On November 14, 2014, Secretary of Energy Ernest Moniz announced that a partnership involving IBM, NVIDIA, and Mellanox was chosen to design and develop systems for Lawrence Livermore and Oak Ridge (ORNL) national laboratories. The LLNL system, Sierra, will be the next advanced technology system sited at LLNL in the Advanced Simulation and Computing (ASC) Program’s system line that has included Blue Pacific, White, Purple, BlueGene/L, and Sequoia. As the next advanced technology system, Sierra will be expected to address the most demanding computing problems that the ASC Program and its stockpile stewardship mission face. To achieve this goal, the system must provide the largest capability available to ASC applications and incorporate novel technologies that foreshadow the future directions of the Department of Energy’s (DOE’s) large-scale systems on the path to exascale computing.
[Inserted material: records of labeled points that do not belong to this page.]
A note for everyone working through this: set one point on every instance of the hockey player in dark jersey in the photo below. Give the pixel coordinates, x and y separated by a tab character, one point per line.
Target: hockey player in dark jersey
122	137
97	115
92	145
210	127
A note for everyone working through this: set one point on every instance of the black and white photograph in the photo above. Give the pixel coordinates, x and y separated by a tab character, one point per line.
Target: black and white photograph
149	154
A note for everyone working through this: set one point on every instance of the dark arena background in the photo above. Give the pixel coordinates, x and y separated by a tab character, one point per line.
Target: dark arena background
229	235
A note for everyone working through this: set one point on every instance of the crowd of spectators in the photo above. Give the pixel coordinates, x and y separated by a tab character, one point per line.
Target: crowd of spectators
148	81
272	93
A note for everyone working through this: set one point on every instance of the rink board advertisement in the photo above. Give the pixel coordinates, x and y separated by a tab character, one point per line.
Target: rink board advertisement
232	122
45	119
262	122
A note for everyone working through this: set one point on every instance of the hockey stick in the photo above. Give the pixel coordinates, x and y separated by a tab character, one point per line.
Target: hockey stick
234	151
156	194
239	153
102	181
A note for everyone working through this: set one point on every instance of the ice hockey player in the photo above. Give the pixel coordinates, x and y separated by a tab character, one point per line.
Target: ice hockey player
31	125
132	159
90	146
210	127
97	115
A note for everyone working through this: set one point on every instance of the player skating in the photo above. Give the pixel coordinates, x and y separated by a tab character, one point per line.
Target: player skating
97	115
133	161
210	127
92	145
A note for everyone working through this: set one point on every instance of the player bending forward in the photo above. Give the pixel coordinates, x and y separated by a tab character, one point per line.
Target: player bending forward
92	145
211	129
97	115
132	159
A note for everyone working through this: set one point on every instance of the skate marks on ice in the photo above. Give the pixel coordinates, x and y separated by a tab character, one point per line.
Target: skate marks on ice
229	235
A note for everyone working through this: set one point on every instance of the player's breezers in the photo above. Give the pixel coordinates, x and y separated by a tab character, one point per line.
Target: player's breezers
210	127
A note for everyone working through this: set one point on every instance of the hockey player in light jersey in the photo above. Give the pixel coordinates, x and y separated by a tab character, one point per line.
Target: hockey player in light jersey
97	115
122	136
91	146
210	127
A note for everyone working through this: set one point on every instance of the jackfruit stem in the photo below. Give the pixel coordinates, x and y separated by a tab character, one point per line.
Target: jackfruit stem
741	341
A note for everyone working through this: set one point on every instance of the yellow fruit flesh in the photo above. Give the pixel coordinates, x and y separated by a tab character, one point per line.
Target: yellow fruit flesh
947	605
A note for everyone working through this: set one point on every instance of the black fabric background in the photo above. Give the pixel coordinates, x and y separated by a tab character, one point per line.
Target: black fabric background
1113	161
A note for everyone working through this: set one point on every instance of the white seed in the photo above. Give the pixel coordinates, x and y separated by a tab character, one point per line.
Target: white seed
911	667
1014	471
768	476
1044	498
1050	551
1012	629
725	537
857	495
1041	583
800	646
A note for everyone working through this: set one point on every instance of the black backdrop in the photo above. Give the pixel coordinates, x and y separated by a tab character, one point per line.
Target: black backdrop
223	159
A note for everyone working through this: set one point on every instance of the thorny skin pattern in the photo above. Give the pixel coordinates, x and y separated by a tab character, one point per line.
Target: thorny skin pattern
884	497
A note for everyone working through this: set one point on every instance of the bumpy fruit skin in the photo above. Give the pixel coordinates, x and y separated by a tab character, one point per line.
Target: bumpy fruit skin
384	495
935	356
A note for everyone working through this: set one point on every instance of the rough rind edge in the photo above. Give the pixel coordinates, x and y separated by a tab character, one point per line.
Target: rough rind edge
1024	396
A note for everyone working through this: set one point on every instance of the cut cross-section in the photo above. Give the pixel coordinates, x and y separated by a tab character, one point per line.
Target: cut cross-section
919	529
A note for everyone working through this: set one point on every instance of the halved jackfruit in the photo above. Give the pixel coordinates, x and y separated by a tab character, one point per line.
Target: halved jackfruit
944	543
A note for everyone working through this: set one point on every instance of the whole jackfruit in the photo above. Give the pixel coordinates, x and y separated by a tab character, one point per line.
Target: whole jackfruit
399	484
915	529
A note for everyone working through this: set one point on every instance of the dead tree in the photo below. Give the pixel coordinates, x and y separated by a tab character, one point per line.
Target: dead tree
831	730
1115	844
The partnership’s design for Sierra uses IBM Power architecture processors connected by NVLink to NVIDIA Volta graphics processing units (GPUs). NVLink is an interconnect bus that provides higher performance than the traditional Peripheral Component Interconnect Express for attaching hardware devices in a computer, allowing coherent direct access to GPU and memory. The machine will be connected with a Mellanox InfiniBand network using a fat-tree topology—a versatile network design that can be tailored to work efficiently with the bandwidth available. Sierra is expected to be at least seven times more powerful than LLNL’s current advanced technology system, Sequoia.
Sierra is part of the CORAL procurement, a first-of-its-kind collaboration between ORNL, Argonne, and LLNL that culminated in three pre-exascale high performance computing (HPC) systems to be delivered in the 2017 timeframe. CORAL was established by DOE to leverage supercomputing investments, to streamline procurement processes, and to reduce the costs to develop supercomputers.
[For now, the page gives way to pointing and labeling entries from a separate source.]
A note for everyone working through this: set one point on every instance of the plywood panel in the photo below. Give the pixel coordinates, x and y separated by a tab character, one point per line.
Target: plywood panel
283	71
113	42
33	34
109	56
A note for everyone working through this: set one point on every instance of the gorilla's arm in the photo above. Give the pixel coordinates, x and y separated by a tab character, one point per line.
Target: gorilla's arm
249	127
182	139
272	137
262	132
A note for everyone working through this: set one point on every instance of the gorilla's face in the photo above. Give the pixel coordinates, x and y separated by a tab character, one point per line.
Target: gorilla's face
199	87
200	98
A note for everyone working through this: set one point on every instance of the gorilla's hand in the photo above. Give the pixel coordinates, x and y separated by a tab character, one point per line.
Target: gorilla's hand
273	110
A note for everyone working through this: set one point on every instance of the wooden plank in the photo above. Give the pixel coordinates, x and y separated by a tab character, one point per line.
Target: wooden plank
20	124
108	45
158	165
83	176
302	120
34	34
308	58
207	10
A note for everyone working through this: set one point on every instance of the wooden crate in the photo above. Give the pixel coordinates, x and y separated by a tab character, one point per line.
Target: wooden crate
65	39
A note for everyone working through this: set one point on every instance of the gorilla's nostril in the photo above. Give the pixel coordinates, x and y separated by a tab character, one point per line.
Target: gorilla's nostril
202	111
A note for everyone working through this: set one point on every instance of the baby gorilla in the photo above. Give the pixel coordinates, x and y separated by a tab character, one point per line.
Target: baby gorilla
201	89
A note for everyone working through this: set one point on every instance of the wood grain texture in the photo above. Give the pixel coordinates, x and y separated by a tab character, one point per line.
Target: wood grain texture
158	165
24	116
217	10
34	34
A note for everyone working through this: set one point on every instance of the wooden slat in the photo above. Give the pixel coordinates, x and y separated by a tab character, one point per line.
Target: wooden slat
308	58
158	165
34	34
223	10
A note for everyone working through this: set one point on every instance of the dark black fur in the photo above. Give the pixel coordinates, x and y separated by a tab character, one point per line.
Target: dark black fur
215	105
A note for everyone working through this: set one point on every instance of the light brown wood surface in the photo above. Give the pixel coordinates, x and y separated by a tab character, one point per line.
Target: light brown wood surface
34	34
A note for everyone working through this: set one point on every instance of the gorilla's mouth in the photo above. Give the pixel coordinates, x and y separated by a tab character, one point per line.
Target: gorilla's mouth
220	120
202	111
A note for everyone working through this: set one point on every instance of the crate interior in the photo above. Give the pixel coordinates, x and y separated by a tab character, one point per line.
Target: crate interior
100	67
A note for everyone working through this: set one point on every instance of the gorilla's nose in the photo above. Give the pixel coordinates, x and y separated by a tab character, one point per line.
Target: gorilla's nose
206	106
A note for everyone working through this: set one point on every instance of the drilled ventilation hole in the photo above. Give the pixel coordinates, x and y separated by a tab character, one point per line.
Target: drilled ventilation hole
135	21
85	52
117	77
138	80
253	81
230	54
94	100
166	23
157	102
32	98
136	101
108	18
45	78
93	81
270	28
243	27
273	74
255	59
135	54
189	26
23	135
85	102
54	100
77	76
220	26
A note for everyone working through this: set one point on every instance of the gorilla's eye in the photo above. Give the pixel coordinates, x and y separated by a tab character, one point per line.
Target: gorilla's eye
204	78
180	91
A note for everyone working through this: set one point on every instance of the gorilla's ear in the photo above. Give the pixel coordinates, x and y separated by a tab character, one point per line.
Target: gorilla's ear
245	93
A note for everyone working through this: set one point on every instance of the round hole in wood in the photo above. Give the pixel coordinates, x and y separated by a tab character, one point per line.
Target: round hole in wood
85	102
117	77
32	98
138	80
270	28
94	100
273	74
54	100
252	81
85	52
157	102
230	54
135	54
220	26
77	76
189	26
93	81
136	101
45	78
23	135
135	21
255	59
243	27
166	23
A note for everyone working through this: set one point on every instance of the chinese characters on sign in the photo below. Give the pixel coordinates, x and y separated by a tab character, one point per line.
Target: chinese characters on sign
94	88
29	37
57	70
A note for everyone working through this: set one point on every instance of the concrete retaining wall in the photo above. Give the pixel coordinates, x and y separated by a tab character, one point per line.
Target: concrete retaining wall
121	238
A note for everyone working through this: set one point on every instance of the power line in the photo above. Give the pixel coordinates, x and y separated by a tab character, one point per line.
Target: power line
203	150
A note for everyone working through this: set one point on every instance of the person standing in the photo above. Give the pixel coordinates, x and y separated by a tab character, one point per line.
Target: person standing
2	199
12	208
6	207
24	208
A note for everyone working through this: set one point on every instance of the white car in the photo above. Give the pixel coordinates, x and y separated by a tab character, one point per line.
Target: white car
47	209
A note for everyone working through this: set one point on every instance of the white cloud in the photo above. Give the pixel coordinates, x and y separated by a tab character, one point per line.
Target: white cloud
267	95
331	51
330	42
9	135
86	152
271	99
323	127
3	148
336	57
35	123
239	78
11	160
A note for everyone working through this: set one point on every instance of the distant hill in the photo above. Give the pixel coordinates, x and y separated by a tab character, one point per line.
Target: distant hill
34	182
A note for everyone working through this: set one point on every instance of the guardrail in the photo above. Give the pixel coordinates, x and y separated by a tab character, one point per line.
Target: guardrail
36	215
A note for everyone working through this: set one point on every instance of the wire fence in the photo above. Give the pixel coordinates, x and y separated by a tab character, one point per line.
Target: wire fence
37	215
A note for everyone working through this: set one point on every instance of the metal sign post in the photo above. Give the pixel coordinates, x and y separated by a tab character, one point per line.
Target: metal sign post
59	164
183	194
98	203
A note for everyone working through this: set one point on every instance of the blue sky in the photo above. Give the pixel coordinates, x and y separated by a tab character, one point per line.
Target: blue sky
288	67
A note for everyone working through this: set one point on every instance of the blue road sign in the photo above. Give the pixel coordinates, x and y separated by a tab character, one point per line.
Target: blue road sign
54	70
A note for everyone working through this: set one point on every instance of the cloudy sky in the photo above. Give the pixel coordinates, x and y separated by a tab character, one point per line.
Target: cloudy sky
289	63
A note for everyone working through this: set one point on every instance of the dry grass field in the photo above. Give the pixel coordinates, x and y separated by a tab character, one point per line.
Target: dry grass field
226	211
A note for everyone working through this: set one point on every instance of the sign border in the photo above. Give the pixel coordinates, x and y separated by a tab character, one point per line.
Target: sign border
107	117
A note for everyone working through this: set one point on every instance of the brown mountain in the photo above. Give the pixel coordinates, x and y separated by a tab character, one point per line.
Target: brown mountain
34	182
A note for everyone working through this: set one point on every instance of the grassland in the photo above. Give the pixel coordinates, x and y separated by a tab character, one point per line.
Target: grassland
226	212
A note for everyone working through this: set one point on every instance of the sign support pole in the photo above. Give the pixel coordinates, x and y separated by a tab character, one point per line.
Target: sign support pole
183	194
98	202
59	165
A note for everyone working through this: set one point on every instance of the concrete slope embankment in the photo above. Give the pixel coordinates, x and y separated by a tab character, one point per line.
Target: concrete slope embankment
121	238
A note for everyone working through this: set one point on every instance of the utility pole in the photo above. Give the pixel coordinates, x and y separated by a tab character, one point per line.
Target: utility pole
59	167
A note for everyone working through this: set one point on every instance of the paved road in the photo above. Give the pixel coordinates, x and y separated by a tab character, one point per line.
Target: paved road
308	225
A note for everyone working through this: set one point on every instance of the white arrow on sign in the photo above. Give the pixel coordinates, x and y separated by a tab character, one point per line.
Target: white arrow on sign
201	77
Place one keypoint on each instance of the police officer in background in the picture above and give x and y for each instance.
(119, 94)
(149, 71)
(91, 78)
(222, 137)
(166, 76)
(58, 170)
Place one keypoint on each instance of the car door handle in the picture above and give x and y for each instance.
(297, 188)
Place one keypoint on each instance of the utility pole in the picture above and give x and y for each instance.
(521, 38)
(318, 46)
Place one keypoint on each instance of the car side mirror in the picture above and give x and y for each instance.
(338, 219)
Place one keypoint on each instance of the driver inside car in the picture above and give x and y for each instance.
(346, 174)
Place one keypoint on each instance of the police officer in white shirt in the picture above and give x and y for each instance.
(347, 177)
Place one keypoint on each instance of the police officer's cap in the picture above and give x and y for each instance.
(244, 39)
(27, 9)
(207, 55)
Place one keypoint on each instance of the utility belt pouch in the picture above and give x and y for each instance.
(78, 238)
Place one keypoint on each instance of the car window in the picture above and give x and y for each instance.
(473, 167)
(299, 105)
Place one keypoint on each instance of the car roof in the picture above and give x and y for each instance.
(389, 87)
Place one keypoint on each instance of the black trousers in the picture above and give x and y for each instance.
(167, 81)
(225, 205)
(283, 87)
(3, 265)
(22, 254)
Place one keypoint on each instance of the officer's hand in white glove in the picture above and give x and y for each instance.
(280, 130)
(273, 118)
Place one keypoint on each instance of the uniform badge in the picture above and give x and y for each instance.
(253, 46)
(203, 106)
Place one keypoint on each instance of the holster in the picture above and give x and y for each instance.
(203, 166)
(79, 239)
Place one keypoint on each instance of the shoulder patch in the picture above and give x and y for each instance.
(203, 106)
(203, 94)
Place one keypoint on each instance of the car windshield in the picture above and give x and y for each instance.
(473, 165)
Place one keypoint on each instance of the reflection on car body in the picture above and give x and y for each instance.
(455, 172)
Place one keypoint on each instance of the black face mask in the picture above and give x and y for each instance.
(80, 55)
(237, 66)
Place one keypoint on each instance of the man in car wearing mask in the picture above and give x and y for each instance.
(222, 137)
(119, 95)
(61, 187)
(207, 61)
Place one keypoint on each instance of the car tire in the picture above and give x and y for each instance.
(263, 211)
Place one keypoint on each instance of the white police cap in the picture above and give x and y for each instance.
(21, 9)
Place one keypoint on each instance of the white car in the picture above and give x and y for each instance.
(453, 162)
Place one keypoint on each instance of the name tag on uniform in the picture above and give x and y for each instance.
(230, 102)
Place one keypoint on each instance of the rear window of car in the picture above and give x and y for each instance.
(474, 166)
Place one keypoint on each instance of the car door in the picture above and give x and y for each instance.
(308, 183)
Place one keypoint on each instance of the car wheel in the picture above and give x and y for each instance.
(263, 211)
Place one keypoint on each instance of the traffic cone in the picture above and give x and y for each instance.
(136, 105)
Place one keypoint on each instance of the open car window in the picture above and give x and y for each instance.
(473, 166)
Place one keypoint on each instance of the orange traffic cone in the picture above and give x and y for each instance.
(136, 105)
“Our collaborative goal was to choose two systems that, as a set, offer the best overall value to DOE. We need diversity of technologies and vendors, as well as systems that will provide value to the DOE laboratories,” says Bronis de Supinski, chief technology officer for Livermore Computing (LLNL’s supercomputing center). “Diversity helps to offset risk and ensure that future systems will continue to meet our evolving needs.”
The Argonne and ORNL systems will help meet the future mission needs of the Advanced Scientific Computing Research program within the DOE’s Office of Science, while Sierra will serve the mission needs of the ASC Program within the National Nuclear Security Administration. The ORNL system, called Summit, will have the same architecture as Sierra, which demonstrates the synergies between the missions of the two parts of DOE.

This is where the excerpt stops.